A deslocalização dos alimentos, fenômeno pelo qual os alimentos consumidos deixam de vir dos produtores locais e passam a chegar de fontes cada vez mais distantes do local de consumo, podem causar mudanças que vão além das questões nutricionais?
A deslocalização, que não é um fenômeno novo, certamente cria outros problemas. Onde a produção local é suplantada pela monocultura para exportação, observamos um crescimento importante na importação de alimentos para consumo. Vemos isso começando bem cedo, com as ilhas açucareiras do Caribe, onde os escravos calcularam que era mais econômico importar bacalhau e charque do que fazer com que os escravos cultivassem seus próprios alimentos. Grande parte do Caribe tem sido importador de alimentos desde então.
Globalização, turismo, migração, marketing. Como esses fatores impactaram na transformação dos hábitos alimentares?
Estudiosos como Richard Wilk argumentaram que o turismo e a migração aceleraram a introdução de práticas alimentares modernas e industrializadas em zonas dependentes do turismo. A comida local torna-se muito cara, os hotéis importam comida de longe, e os trabalhadores muitas vezes vivem nas instalações do hotel ou resort. A migração cria outros tipos de desafios. Desde a década de 1970, por exemplo, pesquisadores detectaram deterioração da saúde de pessoas que migram do México para os Estados Unidos. Muitos dos problemas de saúde estão relacionados a questões de dieta e estilo de vida.
Você já esteve no Brasil? Acompanha os estudos mais recentes sobre o tema no Brasil e a situação do país, que em 2014 saiu do Mapa da Fome da ONU, mas já amarga uma piora?
Infelizmente, nunca estive no Brasil, mas acompanho atentamente a crise atual por meio de notícias e colegas que vivem no país.
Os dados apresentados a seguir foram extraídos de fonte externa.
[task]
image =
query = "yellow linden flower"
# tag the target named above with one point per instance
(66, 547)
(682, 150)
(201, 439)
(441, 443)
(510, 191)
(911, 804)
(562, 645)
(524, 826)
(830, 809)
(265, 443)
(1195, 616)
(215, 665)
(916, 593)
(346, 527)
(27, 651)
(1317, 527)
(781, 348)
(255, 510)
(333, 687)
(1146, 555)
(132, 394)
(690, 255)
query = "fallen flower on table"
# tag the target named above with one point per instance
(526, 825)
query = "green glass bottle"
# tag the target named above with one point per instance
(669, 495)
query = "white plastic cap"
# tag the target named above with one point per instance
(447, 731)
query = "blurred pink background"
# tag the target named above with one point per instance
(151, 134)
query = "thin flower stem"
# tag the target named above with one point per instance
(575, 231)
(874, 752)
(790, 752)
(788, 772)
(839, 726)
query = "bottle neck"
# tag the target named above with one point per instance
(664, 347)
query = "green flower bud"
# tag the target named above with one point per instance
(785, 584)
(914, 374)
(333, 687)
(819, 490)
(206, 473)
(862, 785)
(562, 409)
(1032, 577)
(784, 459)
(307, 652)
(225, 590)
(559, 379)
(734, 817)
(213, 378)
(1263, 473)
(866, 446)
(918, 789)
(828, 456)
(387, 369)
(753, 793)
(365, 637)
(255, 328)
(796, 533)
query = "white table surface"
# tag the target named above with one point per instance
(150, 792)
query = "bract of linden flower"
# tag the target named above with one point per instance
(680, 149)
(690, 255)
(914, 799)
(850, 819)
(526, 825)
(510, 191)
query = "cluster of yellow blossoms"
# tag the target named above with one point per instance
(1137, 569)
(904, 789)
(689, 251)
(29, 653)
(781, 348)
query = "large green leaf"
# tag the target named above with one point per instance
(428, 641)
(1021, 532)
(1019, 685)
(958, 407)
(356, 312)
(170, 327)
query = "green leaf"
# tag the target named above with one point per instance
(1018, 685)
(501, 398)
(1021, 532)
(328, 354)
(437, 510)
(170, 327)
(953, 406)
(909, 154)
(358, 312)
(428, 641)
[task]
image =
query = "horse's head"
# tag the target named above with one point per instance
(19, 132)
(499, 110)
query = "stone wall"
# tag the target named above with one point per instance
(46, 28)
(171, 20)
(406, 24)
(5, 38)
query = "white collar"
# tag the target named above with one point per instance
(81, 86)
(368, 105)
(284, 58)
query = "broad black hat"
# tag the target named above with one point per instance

A má gestão da Covid-19 pelo governo Bolsonaro é criminosa. Como vimos nos Estados Unidos, a pandemia revelou as fraturas e desigualdades sociais que existiam logo abaixo da superfície. Se Donald Trump tivesse continuado como presidente, nem posso imaginar como a doença e as crises sociais que a acompanham teriam se desenrolado aqui.